三畳

マローナの素晴らしき旅/マロナの幻想的な物語りの三畳のレビュー・感想・評価

5.0
開始10分で星5確定。しかも最後までずっとすごい。動く絵を浴びる映画。
もう脳へのダイレクトな刺激が嬉しくて笑っちゃった。アニメの完成度が嬉しくて笑いが込み上げることってあんまりないよね…この90分間で何回か思わず声が出た。大好き。

⓪ナイン
まず衝撃に殴られるのが最初に夜の繁華街に飛び出すところ。人のデザイン抽象的すぎ。顔の造形、手足の本数、自由すぎ。

そして犬の名前は3回変わる。

①マノーレのアナ
曲芸師マノーレは服のストライプ模様が体の延長みたいに拡張して動く!
「今のわたしは世界で一番リッチな犬!」の時にお耳がひらひらロングになるのがお揃いみたいで素敵。
マノーレに抱っこされているときは無重力で宇宙にいるみたい。

飼い主のもとを離れるとき、匂いが追いかけてくる表現が切ない。
マノーレは迷子犬の貼り紙をしていた。でも最後に匂いで反応したのはよく見たら「月のサーカス」のトラックだった…


②イフトバンのサラ
ゴミの山までおしゃれなんですけど!
イフトバンとわかりあえそうになったとき、外に宇宙が広がりかけるところが犬の期待を表してる…けどすぐに現実のパースに戻る。

一番感動したのは建築現場のデザイン。就業時間中は直線的な2Dゲーム風の絵と音楽で、休憩時間になると一転して人間らしい柔らかさを取り戻す、面白い!

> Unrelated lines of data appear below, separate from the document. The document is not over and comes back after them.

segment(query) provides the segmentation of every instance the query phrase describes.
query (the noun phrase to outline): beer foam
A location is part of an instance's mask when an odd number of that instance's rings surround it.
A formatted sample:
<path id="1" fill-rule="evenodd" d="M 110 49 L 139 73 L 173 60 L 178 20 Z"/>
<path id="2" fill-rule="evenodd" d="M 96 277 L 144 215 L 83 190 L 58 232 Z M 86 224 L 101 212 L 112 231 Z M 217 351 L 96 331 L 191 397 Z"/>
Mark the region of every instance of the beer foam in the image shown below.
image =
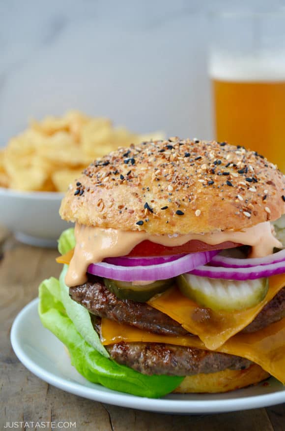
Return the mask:
<path id="1" fill-rule="evenodd" d="M 285 51 L 251 57 L 215 53 L 210 58 L 209 73 L 221 81 L 285 81 Z"/>

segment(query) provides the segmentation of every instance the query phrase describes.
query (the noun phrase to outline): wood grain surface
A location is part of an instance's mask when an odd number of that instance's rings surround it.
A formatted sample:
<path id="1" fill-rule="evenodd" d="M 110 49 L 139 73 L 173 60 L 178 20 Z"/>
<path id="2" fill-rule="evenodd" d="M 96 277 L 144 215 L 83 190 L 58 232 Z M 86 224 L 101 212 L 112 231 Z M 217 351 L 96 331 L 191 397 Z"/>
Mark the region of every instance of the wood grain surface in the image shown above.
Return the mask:
<path id="1" fill-rule="evenodd" d="M 0 230 L 0 431 L 9 421 L 37 421 L 76 422 L 76 428 L 68 429 L 80 431 L 285 430 L 285 404 L 216 415 L 160 414 L 80 398 L 33 375 L 13 352 L 10 331 L 17 314 L 37 296 L 40 281 L 58 275 L 60 265 L 55 261 L 57 254 L 56 250 L 21 244 Z M 22 429 L 39 429 L 35 426 Z"/>

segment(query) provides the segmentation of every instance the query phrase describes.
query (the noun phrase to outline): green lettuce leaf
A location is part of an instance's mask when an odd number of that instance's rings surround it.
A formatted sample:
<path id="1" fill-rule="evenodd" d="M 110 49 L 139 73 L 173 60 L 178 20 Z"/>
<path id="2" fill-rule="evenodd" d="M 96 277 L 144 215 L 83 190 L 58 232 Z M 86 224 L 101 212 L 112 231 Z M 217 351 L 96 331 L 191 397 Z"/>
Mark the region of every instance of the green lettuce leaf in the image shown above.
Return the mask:
<path id="1" fill-rule="evenodd" d="M 156 398 L 171 392 L 183 380 L 183 377 L 145 375 L 101 355 L 84 338 L 67 315 L 57 279 L 43 281 L 39 296 L 38 312 L 43 326 L 65 345 L 72 365 L 89 381 L 116 391 Z"/>
<path id="2" fill-rule="evenodd" d="M 69 228 L 63 231 L 57 241 L 58 251 L 60 254 L 65 254 L 75 247 L 75 236 L 74 228 Z"/>
<path id="3" fill-rule="evenodd" d="M 69 288 L 64 282 L 68 268 L 67 265 L 64 265 L 59 276 L 61 302 L 66 314 L 84 339 L 103 356 L 109 358 L 109 353 L 101 344 L 99 336 L 93 327 L 88 310 L 83 305 L 72 299 L 69 296 Z"/>

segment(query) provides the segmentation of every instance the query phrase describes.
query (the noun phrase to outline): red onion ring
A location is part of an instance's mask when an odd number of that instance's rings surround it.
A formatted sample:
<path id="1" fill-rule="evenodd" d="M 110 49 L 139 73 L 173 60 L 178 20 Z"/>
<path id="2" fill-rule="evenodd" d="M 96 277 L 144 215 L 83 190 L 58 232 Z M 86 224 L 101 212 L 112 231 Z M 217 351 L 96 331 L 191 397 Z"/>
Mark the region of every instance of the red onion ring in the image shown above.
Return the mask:
<path id="1" fill-rule="evenodd" d="M 225 268 L 250 268 L 281 262 L 285 262 L 285 249 L 263 258 L 252 259 L 240 259 L 217 255 L 211 261 L 211 265 L 213 266 L 223 266 Z"/>
<path id="2" fill-rule="evenodd" d="M 277 274 L 285 272 L 285 263 L 284 262 L 269 265 L 257 265 L 248 268 L 225 268 L 222 266 L 211 266 L 208 265 L 199 266 L 191 271 L 191 274 L 209 278 L 223 278 L 226 280 L 255 280 L 263 277 L 270 277 Z"/>
<path id="3" fill-rule="evenodd" d="M 121 266 L 144 266 L 147 265 L 158 265 L 172 262 L 184 256 L 185 254 L 168 256 L 150 256 L 147 258 L 129 258 L 123 256 L 119 258 L 107 258 L 103 262 L 113 265 Z"/>
<path id="4" fill-rule="evenodd" d="M 114 265 L 107 262 L 91 264 L 87 272 L 99 277 L 119 281 L 150 281 L 172 278 L 191 271 L 209 262 L 219 251 L 211 250 L 187 254 L 163 264 L 136 266 Z"/>

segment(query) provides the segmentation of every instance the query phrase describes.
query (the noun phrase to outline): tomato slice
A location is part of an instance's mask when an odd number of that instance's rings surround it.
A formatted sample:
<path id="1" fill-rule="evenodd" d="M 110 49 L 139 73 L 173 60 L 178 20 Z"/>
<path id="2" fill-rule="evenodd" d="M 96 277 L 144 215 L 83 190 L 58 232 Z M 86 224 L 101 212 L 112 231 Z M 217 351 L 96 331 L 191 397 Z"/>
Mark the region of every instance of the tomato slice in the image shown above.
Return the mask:
<path id="1" fill-rule="evenodd" d="M 221 243 L 221 244 L 210 245 L 205 242 L 202 242 L 201 241 L 193 239 L 183 244 L 183 245 L 178 245 L 176 247 L 166 247 L 165 245 L 156 244 L 146 240 L 134 247 L 128 256 L 133 257 L 171 256 L 174 254 L 197 253 L 199 251 L 207 251 L 209 250 L 232 248 L 241 245 L 236 242 L 232 242 L 230 241 L 226 241 L 225 242 Z"/>

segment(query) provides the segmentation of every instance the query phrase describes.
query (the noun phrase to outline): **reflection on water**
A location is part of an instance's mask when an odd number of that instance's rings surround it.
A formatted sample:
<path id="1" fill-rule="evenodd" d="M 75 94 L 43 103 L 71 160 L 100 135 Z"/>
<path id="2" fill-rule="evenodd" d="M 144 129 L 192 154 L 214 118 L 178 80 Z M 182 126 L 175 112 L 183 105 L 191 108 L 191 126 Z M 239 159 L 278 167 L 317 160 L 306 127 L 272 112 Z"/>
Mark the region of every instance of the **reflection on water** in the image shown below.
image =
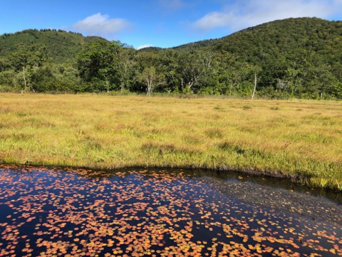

おばあちゃんの顔やばい。曖昧な夢から覚める表現とか、嬉しいとき頭の周りにぽわぽわ?が舞うのとか、パニックになったらしわの集合体でしかなくなるのとかwww
クレープを焼くシーン、ボール投げのシーンでも無重力になりかけているからサラにとって幸福のイメージなんだ。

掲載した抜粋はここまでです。